Metal.thread_position_in_grid_1dFunction
thread_position_in_grid_1d()::UInt32
thread_position_in_grid_2d()::NamedTuple{(:x, :y), Tuple{UInt32, UInt32}}
thread_position_in_grid_3d()::NamedTuple{(:x, :y, :z), Tuple{UInt32, UInt32, UInt32}}

Return the current thread's position in an N-dimensional grid of threads.

source
Metal.thread_position_in_threadgroup_1dFunction
thread_position_in_threadgroup_1d()::UInt32
thread_position_in_threadgroup_2d()::NamedTuple{(:x, :y), Tuple{UInt32, UInt32}}
thread_position_in_threadgroup_3d()::NamedTuple{(:x, :y, :z), Tuple{UInt32, UInt32, UInt32}}

Return the current thread's unique position within a threadgroup.

source
Metal.threadgroup_position_in_grid_1dFunction
threadgroup_position_in_grid_1d()::UInt32
threadgroup_position_in_grid_2d()::NamedTuple{(:x, :y), Tuple{UInt32, UInt32}}
threadgroup_position_in_grid_3d()::NamedTuple{(:x, :y, :z), Tuple{UInt32, UInt32, UInt32}}

Return the current threadgroup's unique position within the grid.

source
Metal.threadgroups_per_grid_1dFunction
threadgroups_per_grid_1d()::UInt32
threadgroups_per_grid_2d()::NamedTuple{(:x, :y), Tuple{UInt32, UInt32}}
threadgroups_per_grid_3d()::NamedTuple{(:x, :y, :z), Tuple{UInt32, UInt32, UInt32}}

Return the number of threadgroups per grid.

source
Metal.threads_per_grid_1dFunction
threads_per_grid_1d()::UInt32
threads_per_grid_2d()::NamedTuple{(:x, :y), Tuple{UInt32, UInt32}}
threads_per_grid_3d()::NamedTuple{(:x, :y, :z), Tuple{UInt32, UInt32, UInt32}}

Return the grid size.

source
Metal.threads_per_threadgroup_1dFunction
threads_per_threadgroup_1d()::UInt32
threads_per_threadgroup_2d()::NamedTuple{(:x, :y), Tuple{UInt32, UInt32}}
threads_per_threadgroup_3d()::NamedTuple{(:x, :y, :z), Tuple{UInt32, UInt32, UInt32}}

Return the thread execution width of a threadgroup.

source
Metal.grid_size_1dFunction
grid_size_1d()::UInt32
grid_size_2d()::NamedTuple{(:x, :y), Tuple{UInt32, UInt32}}
grid_size_3d()::NamedTuple{(:x, :y, :z), Tuple{UInt32, UInt32, UInt32}}

Return maximum size of the grid for threads that read per-thread stage-in data.

source
Metal.grid_origin_1dFunction
grid_origin_1d()::UInt32
grid_origin_2d()::NamedTuple{(:x, :y), Tuple{UInt32, UInt32}}
grid_origin_3d()::NamedTuple{(:x, :y, :z), Tuple{UInt32, UInt32, UInt32}}

Return the origin offset of the grid for threads that read per-thread stage-in data.

source

Device arrays

Metal.jl provides a primitive, lightweight array type to manage GPU data organized in an plain, dense fashion.
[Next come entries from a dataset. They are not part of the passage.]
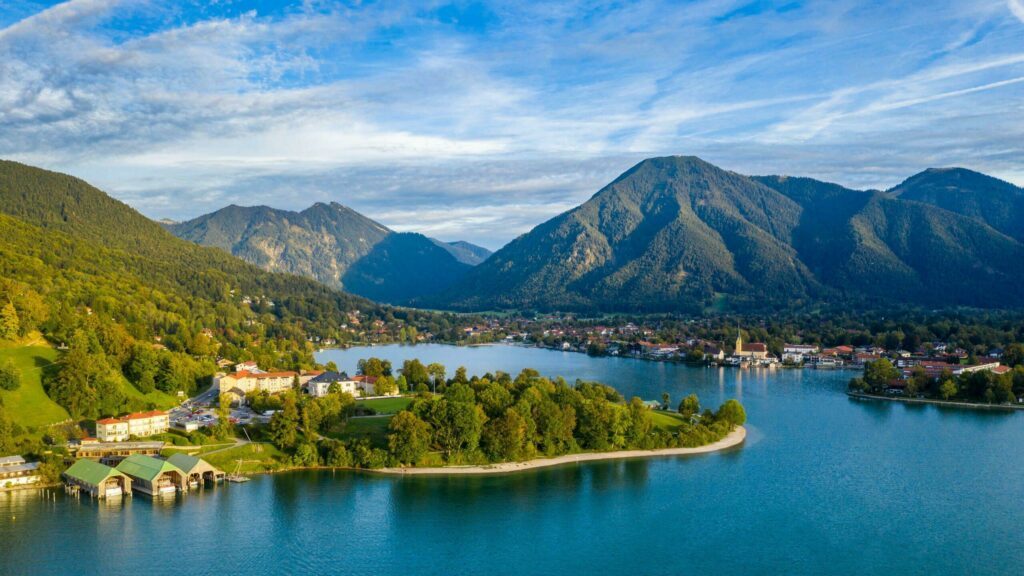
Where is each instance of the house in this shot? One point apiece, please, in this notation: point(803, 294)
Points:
point(197, 470)
point(111, 453)
point(138, 424)
point(753, 351)
point(248, 382)
point(797, 353)
point(321, 385)
point(153, 476)
point(15, 472)
point(98, 480)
This is the device-counterpart to the MtlArray, and implements (part of) the array interface as well as other functionality for use on the GPU:

Metal.MtlDeviceArrayType
MtlDeviceArray(dims, ptr)
MtlDeviceArray{T}(dims, ptr)
MtlDeviceArray{T,A}(dims, ptr)
MtlDeviceArray{T,A,N}(dims, ptr)

Construct an N-dimensional dense Metal device array with element type T wrapping a pointer, where N is determined from the length of dims and T is determined from the type of ptr.

dims may be a single scalar, or a tuple of integers corresponding to the lengths in each dimension). If the rank N is supplied explicitly as in Array{T,N}(dims), then it must match the length of dims. The same applies to the element type T, which should match the type of the pointer ptr.

source
Metal.ConstType
Const(A::MtlDeviceArray)

Mark a MtlDeviceArray as constant/read-only and to use the constant address space.

Warning

Experimental API. Subject to change without deprecation.

source

Shared memory

Metal.MtlThreadGroupArrayFunction
MtlThreadGroupArray(::Type{T}, dims)

Create an array local to each threadgroup launched during kernel execution.

source

Synchronization

Metal.MemoryFlagsType
MemoryFlags

Flags to set the memory synchronization behavior of threadgroup_barrier and simdgroup_barrier.

Possible values:

None: Set barriers to only act as an execution barrier and not apply a memory fence.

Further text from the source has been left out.